A Pale Horse - Charles Todd [127]
Hamish said, “Truth or only wishful thinking?”
It was something neither parent would discuss with a young girl, but a loss that would send the father to bury himself in his work and leave the mother to mourn for what might have been.
“Do you know if the doctor who cared for Mrs. Parkinson is still in practice?”
“My goodness, no, Dr. Butler died six years ago of a heart condition. His son was going to take over the practice, but then the war came along.”
So much for verifying her supposition.
He drank his tea as the housekeeper rattled on about her work and the family she had served, small anecdotes that she had taken pleasure in remembering through the years.
“I don’t expect you’ve ever seen a photograph of her. When they was first married, Mr. Parkinson said he’d like to have her painted. She was such a pretty thing, Mrs. Parkinson. Fair hair and blue eyes, a real English rose, you might say. It was a pleasure to look at her when she was all dressed up for a party or to travel up to London. Blue was her color, it brought out the softness of her skin, but she could wear most anything. They made a handsome pair, I can tell you. Him dark, her fair…”
When he’d finished his tea, he thanked her and rose to leave.
“I shall have to mention to Miss Rebecca and Miss Sarah that you were here,” she told him as she saw him to the door. “If they ask. And if you could see fit to forget anything I may’uv said out of turn, it would be a kindness. But you being a policeman and all, it’s not like gossiping with the greengrocer’s wife, is it?”
He promised to respect her confidences, and walked back to his motorcar, thinking about what she’d told him.
A miscarriage could change the relationship of husband and wife. Most certainly if the doctors had told her she mustn’t have another child. The emotional impact of loss and grief could have frightened children who didn’t understand what had happened. They would certainly have felt the great distress wrapping their parents in shared sorrow, and they might have felt left out of it. Something like that could shake the safe world a child was accustomed to living in.
It went a long way toward understanding the sisters’ anger and even explained to some extent why Mrs. Parkinson had finally killed herself, if she had never quite come to terms with her grief. But it didn’t explain patricide.
Hamish said, “She died many years later.”

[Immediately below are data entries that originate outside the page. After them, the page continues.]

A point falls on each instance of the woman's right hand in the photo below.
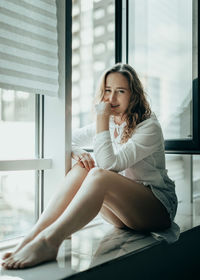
(84, 160)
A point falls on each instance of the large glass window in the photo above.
(163, 50)
(93, 37)
(17, 141)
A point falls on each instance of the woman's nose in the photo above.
(112, 97)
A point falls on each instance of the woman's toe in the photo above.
(16, 265)
(6, 255)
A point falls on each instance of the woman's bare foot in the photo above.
(37, 251)
(25, 241)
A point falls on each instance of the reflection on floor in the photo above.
(97, 244)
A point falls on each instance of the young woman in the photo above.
(126, 181)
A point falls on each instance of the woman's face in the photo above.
(117, 93)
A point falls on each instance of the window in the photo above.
(163, 47)
(29, 69)
(94, 53)
(17, 141)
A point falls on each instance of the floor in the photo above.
(96, 244)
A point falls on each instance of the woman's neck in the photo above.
(119, 120)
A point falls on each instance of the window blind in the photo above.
(28, 46)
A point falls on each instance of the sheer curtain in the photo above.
(28, 46)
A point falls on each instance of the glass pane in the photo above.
(17, 125)
(162, 51)
(17, 203)
(93, 52)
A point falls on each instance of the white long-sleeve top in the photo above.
(141, 158)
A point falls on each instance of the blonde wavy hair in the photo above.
(139, 108)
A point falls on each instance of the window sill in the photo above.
(101, 251)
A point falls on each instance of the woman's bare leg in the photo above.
(133, 203)
(58, 203)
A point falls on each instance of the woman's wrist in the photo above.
(102, 122)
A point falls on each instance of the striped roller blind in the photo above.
(28, 46)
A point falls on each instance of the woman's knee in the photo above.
(96, 172)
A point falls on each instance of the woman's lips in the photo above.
(114, 106)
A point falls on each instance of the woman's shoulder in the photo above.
(150, 123)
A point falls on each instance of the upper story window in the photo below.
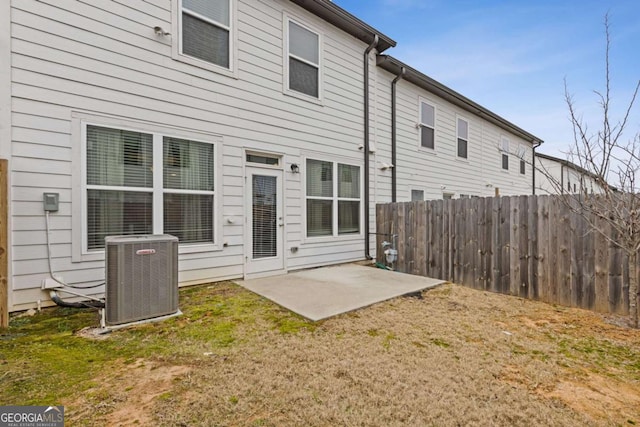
(427, 125)
(303, 60)
(463, 137)
(205, 30)
(505, 153)
(522, 153)
(147, 183)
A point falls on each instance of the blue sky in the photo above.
(513, 56)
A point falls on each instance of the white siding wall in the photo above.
(441, 171)
(73, 60)
(552, 175)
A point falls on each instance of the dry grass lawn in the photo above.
(455, 357)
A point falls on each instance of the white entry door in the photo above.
(265, 221)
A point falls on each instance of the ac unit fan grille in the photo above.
(142, 278)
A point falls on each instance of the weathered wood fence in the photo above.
(529, 246)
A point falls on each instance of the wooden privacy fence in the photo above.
(529, 246)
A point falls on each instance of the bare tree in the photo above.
(613, 164)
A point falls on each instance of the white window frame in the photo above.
(504, 151)
(285, 59)
(176, 38)
(421, 124)
(80, 121)
(334, 198)
(411, 190)
(522, 154)
(458, 137)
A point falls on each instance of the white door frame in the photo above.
(268, 265)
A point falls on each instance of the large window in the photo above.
(333, 198)
(303, 55)
(205, 29)
(463, 137)
(127, 193)
(427, 125)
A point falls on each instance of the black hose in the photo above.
(80, 304)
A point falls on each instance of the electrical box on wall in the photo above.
(51, 201)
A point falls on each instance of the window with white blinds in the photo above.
(303, 50)
(333, 198)
(463, 137)
(126, 193)
(427, 125)
(206, 30)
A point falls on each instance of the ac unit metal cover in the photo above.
(141, 277)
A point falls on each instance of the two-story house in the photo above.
(261, 133)
(560, 176)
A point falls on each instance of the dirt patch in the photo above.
(455, 357)
(603, 399)
(125, 394)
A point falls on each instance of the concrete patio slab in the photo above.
(323, 292)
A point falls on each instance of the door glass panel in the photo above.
(264, 216)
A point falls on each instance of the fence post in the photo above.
(4, 240)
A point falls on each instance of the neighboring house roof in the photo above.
(425, 82)
(342, 19)
(566, 163)
(575, 167)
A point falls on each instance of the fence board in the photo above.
(445, 256)
(514, 247)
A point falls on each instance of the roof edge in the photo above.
(425, 82)
(347, 22)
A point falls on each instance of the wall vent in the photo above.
(141, 277)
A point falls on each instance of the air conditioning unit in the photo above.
(141, 278)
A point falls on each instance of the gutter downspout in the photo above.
(533, 176)
(366, 145)
(393, 134)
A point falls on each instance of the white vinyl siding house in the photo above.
(235, 125)
(467, 155)
(559, 176)
(303, 73)
(162, 98)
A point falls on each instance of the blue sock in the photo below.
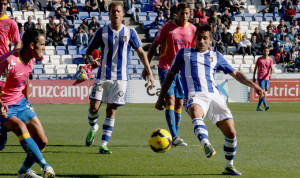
(108, 126)
(264, 101)
(200, 131)
(177, 118)
(33, 152)
(229, 150)
(170, 117)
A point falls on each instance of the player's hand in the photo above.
(4, 110)
(144, 74)
(160, 103)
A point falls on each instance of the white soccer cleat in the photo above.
(48, 172)
(30, 174)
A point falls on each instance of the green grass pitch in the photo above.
(268, 144)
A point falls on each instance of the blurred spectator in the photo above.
(213, 19)
(207, 9)
(284, 6)
(40, 25)
(290, 14)
(237, 36)
(291, 34)
(102, 6)
(92, 6)
(18, 23)
(244, 46)
(63, 11)
(73, 12)
(273, 27)
(57, 37)
(282, 25)
(159, 20)
(287, 45)
(258, 34)
(64, 28)
(94, 25)
(217, 40)
(80, 37)
(168, 16)
(203, 19)
(270, 34)
(29, 24)
(50, 27)
(297, 6)
(220, 26)
(84, 25)
(267, 43)
(226, 19)
(22, 31)
(81, 74)
(255, 46)
(282, 56)
(227, 39)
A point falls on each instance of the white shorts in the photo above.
(109, 91)
(213, 105)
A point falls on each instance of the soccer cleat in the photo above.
(259, 109)
(231, 171)
(29, 174)
(178, 142)
(209, 151)
(104, 150)
(48, 172)
(3, 137)
(91, 136)
(267, 107)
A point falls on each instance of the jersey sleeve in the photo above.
(14, 34)
(178, 61)
(223, 65)
(134, 40)
(96, 41)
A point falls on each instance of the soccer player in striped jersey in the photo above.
(16, 112)
(202, 98)
(264, 67)
(115, 41)
(173, 36)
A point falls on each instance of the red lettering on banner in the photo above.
(59, 91)
(281, 90)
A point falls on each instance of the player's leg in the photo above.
(28, 144)
(197, 114)
(230, 145)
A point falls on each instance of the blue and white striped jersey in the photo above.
(198, 70)
(115, 48)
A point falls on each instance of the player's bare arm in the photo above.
(142, 55)
(94, 63)
(239, 76)
(160, 103)
(150, 56)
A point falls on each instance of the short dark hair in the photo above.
(114, 4)
(182, 5)
(31, 36)
(203, 28)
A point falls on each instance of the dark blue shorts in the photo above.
(22, 110)
(264, 84)
(176, 86)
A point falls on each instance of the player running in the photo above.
(264, 67)
(197, 66)
(17, 114)
(173, 36)
(115, 41)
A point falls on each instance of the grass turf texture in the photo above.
(268, 144)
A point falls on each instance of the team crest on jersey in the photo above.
(124, 38)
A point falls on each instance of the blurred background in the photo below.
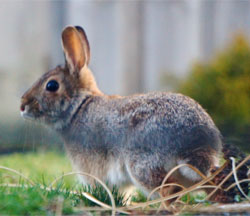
(197, 47)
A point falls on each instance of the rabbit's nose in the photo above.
(22, 107)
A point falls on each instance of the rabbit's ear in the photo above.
(85, 42)
(75, 55)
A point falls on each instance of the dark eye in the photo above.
(52, 86)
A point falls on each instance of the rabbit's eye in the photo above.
(52, 86)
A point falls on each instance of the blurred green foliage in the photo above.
(222, 87)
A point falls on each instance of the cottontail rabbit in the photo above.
(123, 140)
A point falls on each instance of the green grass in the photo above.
(42, 168)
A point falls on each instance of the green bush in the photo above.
(222, 87)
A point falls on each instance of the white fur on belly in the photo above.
(188, 172)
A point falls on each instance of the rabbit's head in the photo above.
(55, 97)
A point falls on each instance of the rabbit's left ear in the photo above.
(75, 54)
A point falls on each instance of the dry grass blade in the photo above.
(187, 190)
(18, 173)
(234, 184)
(172, 171)
(228, 176)
(236, 179)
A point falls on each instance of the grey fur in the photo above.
(124, 140)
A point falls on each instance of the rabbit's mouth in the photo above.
(28, 114)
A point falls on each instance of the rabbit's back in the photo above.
(163, 122)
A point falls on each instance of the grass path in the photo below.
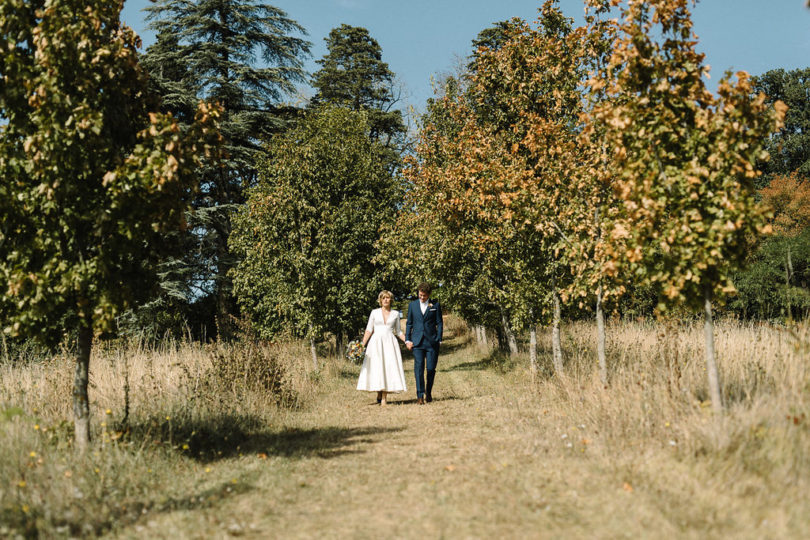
(481, 461)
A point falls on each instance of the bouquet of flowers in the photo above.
(355, 352)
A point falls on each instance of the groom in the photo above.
(423, 335)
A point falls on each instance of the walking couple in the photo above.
(382, 366)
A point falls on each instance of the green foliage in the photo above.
(354, 75)
(306, 236)
(789, 148)
(243, 55)
(91, 182)
(772, 287)
(683, 158)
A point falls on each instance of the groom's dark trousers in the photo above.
(425, 332)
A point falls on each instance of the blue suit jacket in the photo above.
(424, 330)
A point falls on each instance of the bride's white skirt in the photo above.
(382, 365)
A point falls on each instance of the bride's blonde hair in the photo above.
(383, 294)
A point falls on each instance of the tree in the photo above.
(354, 75)
(92, 180)
(789, 148)
(307, 233)
(684, 162)
(212, 49)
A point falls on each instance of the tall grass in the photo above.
(652, 428)
(159, 414)
(163, 417)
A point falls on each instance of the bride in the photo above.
(382, 366)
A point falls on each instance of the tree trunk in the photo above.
(556, 346)
(711, 363)
(788, 279)
(600, 337)
(81, 402)
(481, 334)
(510, 336)
(339, 344)
(5, 346)
(312, 349)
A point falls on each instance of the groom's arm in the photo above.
(439, 322)
(409, 324)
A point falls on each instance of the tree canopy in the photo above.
(92, 178)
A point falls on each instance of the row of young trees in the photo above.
(134, 178)
(568, 166)
(572, 164)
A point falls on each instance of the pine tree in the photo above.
(354, 75)
(241, 54)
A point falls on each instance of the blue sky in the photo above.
(423, 38)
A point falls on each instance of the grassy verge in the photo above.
(215, 441)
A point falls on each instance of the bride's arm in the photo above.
(369, 329)
(401, 335)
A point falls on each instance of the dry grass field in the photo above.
(213, 442)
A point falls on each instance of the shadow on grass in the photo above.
(495, 360)
(225, 436)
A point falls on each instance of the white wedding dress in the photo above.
(382, 365)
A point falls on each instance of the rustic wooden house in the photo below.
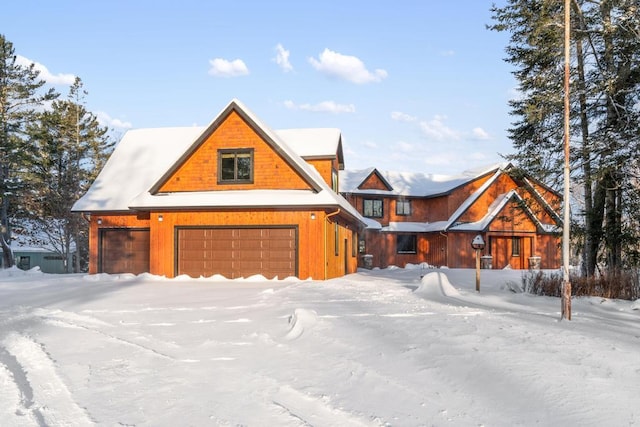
(418, 218)
(234, 198)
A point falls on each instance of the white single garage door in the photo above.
(237, 252)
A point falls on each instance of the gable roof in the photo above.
(134, 166)
(315, 143)
(412, 184)
(144, 159)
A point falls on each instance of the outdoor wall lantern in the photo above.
(478, 244)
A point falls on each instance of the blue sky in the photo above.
(413, 85)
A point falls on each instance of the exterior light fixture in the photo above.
(478, 244)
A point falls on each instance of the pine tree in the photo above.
(72, 147)
(20, 96)
(605, 99)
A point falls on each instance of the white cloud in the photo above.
(45, 74)
(282, 58)
(481, 134)
(436, 129)
(405, 147)
(323, 107)
(345, 67)
(224, 68)
(402, 117)
(369, 144)
(107, 120)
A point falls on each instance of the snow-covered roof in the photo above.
(413, 184)
(313, 142)
(144, 158)
(138, 161)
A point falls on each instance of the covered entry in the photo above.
(237, 252)
(124, 250)
(512, 251)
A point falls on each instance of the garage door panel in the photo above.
(237, 252)
(124, 251)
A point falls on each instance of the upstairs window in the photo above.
(372, 208)
(403, 207)
(235, 166)
(406, 244)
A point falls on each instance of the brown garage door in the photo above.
(124, 251)
(237, 252)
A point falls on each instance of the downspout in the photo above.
(326, 219)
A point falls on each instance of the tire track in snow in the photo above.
(16, 394)
(314, 411)
(70, 320)
(51, 399)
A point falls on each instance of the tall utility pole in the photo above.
(566, 284)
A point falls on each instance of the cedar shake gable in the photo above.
(235, 110)
(375, 181)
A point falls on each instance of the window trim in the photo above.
(364, 207)
(236, 152)
(414, 241)
(406, 203)
(516, 243)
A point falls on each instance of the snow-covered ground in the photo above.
(376, 348)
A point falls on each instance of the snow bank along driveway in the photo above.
(377, 348)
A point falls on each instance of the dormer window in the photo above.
(403, 207)
(235, 166)
(372, 208)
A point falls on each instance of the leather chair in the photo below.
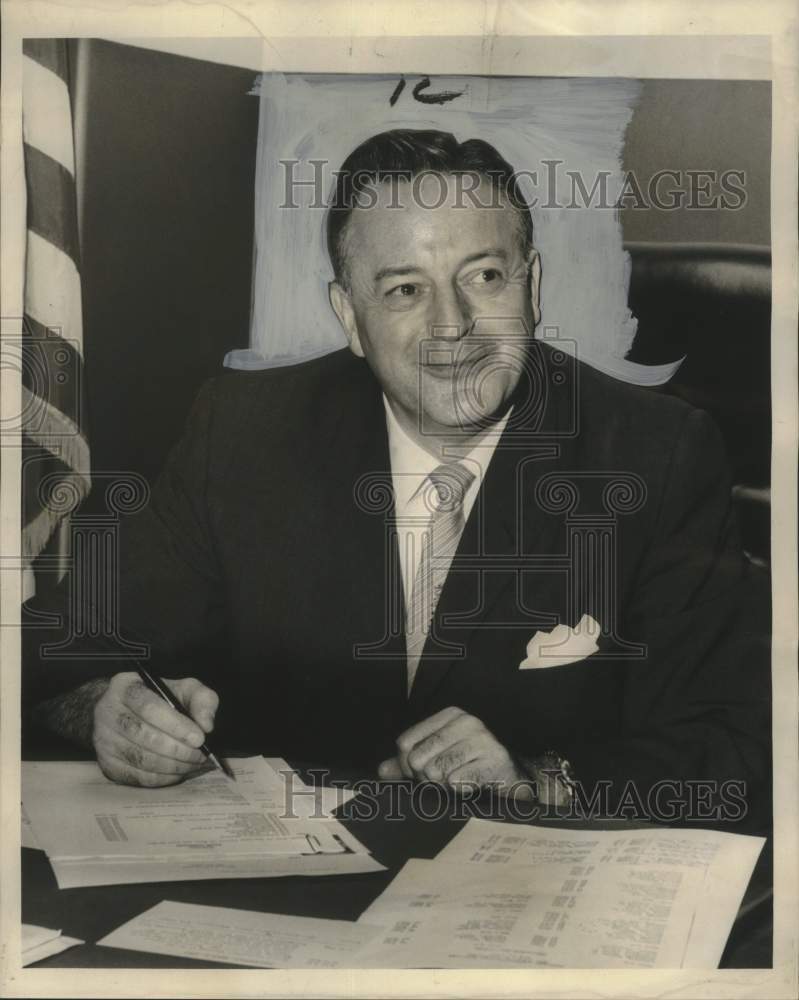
(712, 303)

“I don’t know that time has anything to do with grief, but yes, it must have added to her burden.”
He’d spoken aloud from habit, and caught himself up.
Hamish said, “Aye, ye can pretend I’m no’ here, but you canna’ turn around to see for yoursel’.”
It was true, the one thing Rutledge dreaded was seeing the face of a dead man. However real Hamish was, he was lying in his grave in France. And if he was not…it didn’t bear thinking of.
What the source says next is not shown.